Sentence Detection Using Multiple Annotations Ann Lee, James Glass MIT Computer Science and Artificial Intelligence Laboratory, Cambridge, Massachusetts 02139, USA {annlee, glass}@mit.edu
Abstract In this paper, we develop a sentence boundary detection system which incorporates a prosodic model, word and preterminal-level language models, and a global sentence-length model. An important aspect of this research was the investigation of crowdsourced punctuation annotations as a source of multiple references for evaluation purposes. In order to evaluate the system we propose a BLEU-like metric which compares a hypothesis to multiple references. Experiments on both transcription and ASR output show that the global sentence length model can improve the performance by 7.2% on reference transcripts and 3.8% on ASR output. Index Terms: sentence boundary detection, prosody, finite-state transducer, amazon mechanical turk
1. Introduction The output of an automatic speech recognizer (ASR) typically does not contain punctuation. However, many natural language processing (NLP) applications, such as in machine translation, parsing, and information retrieval, assume that text has been partitioned into sentencelike units (SUs). For these reasons, automatic sentence boundary detection is often used to insert breaks into ASR-generated text, which not only improves the readability of the output, but also bridges the gap between ASR and subsequent NLP applications [1, 2]. One challenging aspect for evaluation of sentence boundary detection systems is to determine appropriate reference annotations. In many cases for spontaneous speech, punctuation decisions can be somewhat arbitrary, so it may be reasonable to collect multiple alternatives rather than having a single gold standard. Such an approach has been employed for machine translation [3]. A related aspect to data annotation is the evaluation metric. F-score and Slot Error Rate (SER) are the two most commonly used evaluation metrics. F-score is the harmonic mean of precision and recall, where precision is the fraction of retrieved documents (sentence breaks in our case) that are relevant to the search, and recall is the fraction of the retrieved documents that are relevant to the query. SER is the ratio between the number of punctuation generation errors and the number of punctuation marks in the reference. Both of these metrics fail to capture the
variable nature of annotations because they compare the generated result to only one reference. In this paper, we describe our efforts to detect sentence boundaries in a corpus of spoken restaurant reviews. We have explored the use of multiple sources of punctuation that are obtained via crowdsourcing on Amazon Mechanical Turk. We also introduce a BLEU-like scoring metric that enables a system output to be compared to multiple annotations. After describing our data collection methods and evaluation metric in the next section, we describe the sentence boundary detection system, which incorporates both global constraints of sentence length, and local constraints containing prosodic and language model information based on a finite-state transducer (FST) implementation. After presenting evaluation results of the system using the new metric, we summarize and suggest directions for future research.

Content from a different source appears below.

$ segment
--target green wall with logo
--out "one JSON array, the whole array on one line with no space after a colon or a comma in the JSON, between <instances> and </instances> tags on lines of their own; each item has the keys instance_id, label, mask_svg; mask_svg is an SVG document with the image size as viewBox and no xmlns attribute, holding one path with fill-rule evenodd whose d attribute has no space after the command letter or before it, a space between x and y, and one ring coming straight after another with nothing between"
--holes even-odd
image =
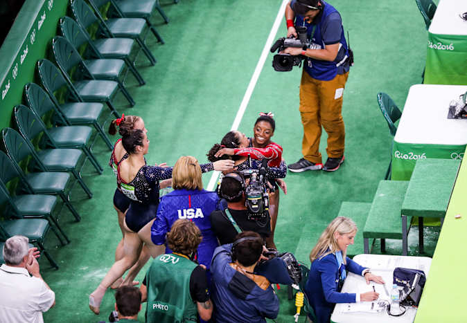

2. Annotating and Evaluating Punctuation 2.1. Restaurant Review Corpus The experiments performed in our research are based on a previously recorded and transcribed corpus of 512 spoken restaurant reviews of up to one minute in length from 135 subjects [1]. The content includes specific comments on food, service and atmosphere, as well as overall reviews. The data were recorded using cell-phones, and are spontaneous in nature. 2.2. Crowdsourcing Punctuation Annotation We published tasks on Amazon Mechanical Turk (AMT) for collecting punctuation annotations. Each turker (the person performing the task) was asked to listen to the audio and then insert commas or periods at appropriate places in the transcripts. Each review was annotated by ten different turkers. The ten annotations for each review were assessed in a jack-knifing fashion for quality check. Each individual annotation obtained a score which was the average of the F-score obtained by comparing it to each of the nine others. When the average score fell below a threshold, it was manually checked to ascertain if it was reasonable or not. Ultimately we collected 3,713 annotations from 177 turkers for the 375 reviews that were longer than ten words. Table 1 shows some statistics of the annotated re-
Table 1: Statistics from Punctuation Annotation # reviews Avg. commas periods type # words Ambience 69 56.1 5.8% 4.9% Cuisine type 38 16.6 10.4% 7.7% Food quality 69 44.8 5.4% 5.9% Service 70 47.3 5.9% 5.2% General 129 86.2 5.3% 5.2% sults. We can see that longer reviews (all except cuisine type) have a similar percentage of commas and periods, which implies that subjects tend to pause after saying a certain number of words (i.e., to take a breath or think of what to say next). The “cuisine type” review was the only outlier in this regard, and we believe this is because of the short nature of the responses (e.g., “Indian food” or “American traditional breakfast”). To examine the variation among annotations, we randomly chose one as the reference and another one as the hypothesis from the multiple annotations, repeated this procedure 100 times and computed the average F-score. When we treat commas and periods differently, the average F-score is 0.48, while it is 0.64 if we treat them the same. These results indicate that the variation between different annotating styles is not something we can completely ignore. Table 2 shows an example of two different annotations on the same review. 2.3. Evaluation Metric Given the availability of multiple reference annotations and inspired by the fact that the BLEU score can achieve high correlation with human evaluation when judging a machine translation system [3], we present a modified version for evaluating a sentence boundary detection system. The BLEU score is defined as: BLEU = BP × exp(
N X
wn log pn ),
Table 2: Different Annotations on the Same Review (a) the food quality was great. we started with a salad that was really good. for the meal we had a philly sandwich. the mushrooms were cooked perfectly, and the fries were great as well. (b) the food quality was great. we started with a salad. that was really good for the meal. we had a philly sandwich, the mushrooms were cooked perfectly and the fries were great as well. match that of the corresponding hypothesis. For sentence boundary detection evaluation, we only consider n-gram patterns that reflect the places of SU breaks. We keep the computation of pn , since it works well in capturing opinions from different references and punishing the results that over-generate breaks. Now the denominator of pn counts all n-gram sequences consisting of locations of the hypothesized SU breaks, and the numerator counts all hypothesized n-gram sequences containing locations of SU breaks that also occurred in at least one of the references. However, instead of looking for a reference annotation that is the closest to the hypothesis in length when computing r in BP , we choose the reference that best matches the hypothesis in terms of F-score. In other words, we should consider the reference with the annotation style that is the closest to that of the hypothesis.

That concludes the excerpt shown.